The film is an early DV project influenced partly by the Dogma 95 movement, but even more so by the possibility and accessibility that DV gave to young filmmakers at the time. Thankfully, now your iPhone has better quality camera than DV did, and of course Baker shot his 2015 film Tangerine on modified iPhones. This film is somewhat similar to Tangerine, in the sense that it’s a day in the life of a marginalized group in an urban setting: Take Out‘s central character is an undocumented Chinese goods deliveryman, while Tangerine is about transgender sex workers.

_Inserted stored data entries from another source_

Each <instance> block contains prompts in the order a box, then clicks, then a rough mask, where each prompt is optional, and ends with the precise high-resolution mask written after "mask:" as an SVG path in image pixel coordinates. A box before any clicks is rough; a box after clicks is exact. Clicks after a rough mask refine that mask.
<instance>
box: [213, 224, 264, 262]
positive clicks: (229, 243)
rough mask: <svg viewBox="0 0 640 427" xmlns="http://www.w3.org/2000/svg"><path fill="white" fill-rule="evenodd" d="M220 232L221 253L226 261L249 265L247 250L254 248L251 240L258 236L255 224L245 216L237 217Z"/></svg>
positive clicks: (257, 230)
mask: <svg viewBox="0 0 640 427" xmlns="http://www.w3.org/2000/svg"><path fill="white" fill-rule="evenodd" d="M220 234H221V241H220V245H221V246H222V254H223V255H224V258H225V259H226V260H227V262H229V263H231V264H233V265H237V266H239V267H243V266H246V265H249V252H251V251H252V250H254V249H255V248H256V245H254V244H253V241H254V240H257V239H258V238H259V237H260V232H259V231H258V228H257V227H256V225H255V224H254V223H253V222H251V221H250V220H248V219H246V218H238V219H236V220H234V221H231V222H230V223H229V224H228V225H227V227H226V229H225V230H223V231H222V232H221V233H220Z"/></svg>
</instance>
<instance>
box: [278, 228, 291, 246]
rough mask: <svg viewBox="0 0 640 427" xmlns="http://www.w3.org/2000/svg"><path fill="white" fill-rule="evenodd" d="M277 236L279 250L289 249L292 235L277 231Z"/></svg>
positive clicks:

Ming Ding (Charles Jang) is the deliveryman in question, and he is behind on his payments to the smugglers who got him into the US. He has till the end of the day to get enough money to pay the smugglers. The plot itself is a really basic time-ticking structure, which you’ve seen in a million Hollywood films. Baker himself has said that is probably the biggest flaw in the film. The whole guy behind on his payments to whatever dodgy person (gangsters, loan sharks or in this case smugglers) is also pretty derivative, but Baker puts it in a world we probably haven’t seen before, which is what makes the film interesting.
The plot may be somewhat uninteresting, but it works great as a snapshot of lives of the down and out in post-9/11 New York City. I’ve never been huge on the look of DV, but I could swear this was shot on some form of 16mm because the restoration Baker and his team have done on the film really makes it pop in a way that I can imagine it never did before. You really get a sense of all the backstreets of Chinatown and the people who populate them—the woman who runs the takeaway that Ming works at is the actual owner of a restaurant, etc. Most of the actors are unprofessional, which naturally adds to the authenticity. The film for the most part is tightly scripted, unlike most of Baker’s films, due to the language barrier he faced.
Baker has continued to become one of the most interesting directors in contemporary indie film, and it’s interesting to see the film where his own distinct brand of neorealism was birthed. His most recent film, Red Rocket, is in my opinion his best work so far, and undoubtedly the most satisfying. My only major gripe with his films is that he always struggles to end them, but Red Rocket is the one where I had the least issue with the ending. Take Out‘s ending, on the other hand, didn’t really work for me—but it’s totally worth checking out, and the new Criterion Collection edition is certainly the way to see it. Baker only gets better and better, and given his love of exploitation/horror films, I can’t wait till he eventually tries his hand at that genre.
The Criterion release has a commentary with Baker, Tsou, and actor Charles Jang; a new documentary on the film; and a making-of that Baker made at the time. Also included are deleted scenes, screen tests and the film’s trailer. The booklet features an essay from filmmaker and author J. J. Murphy.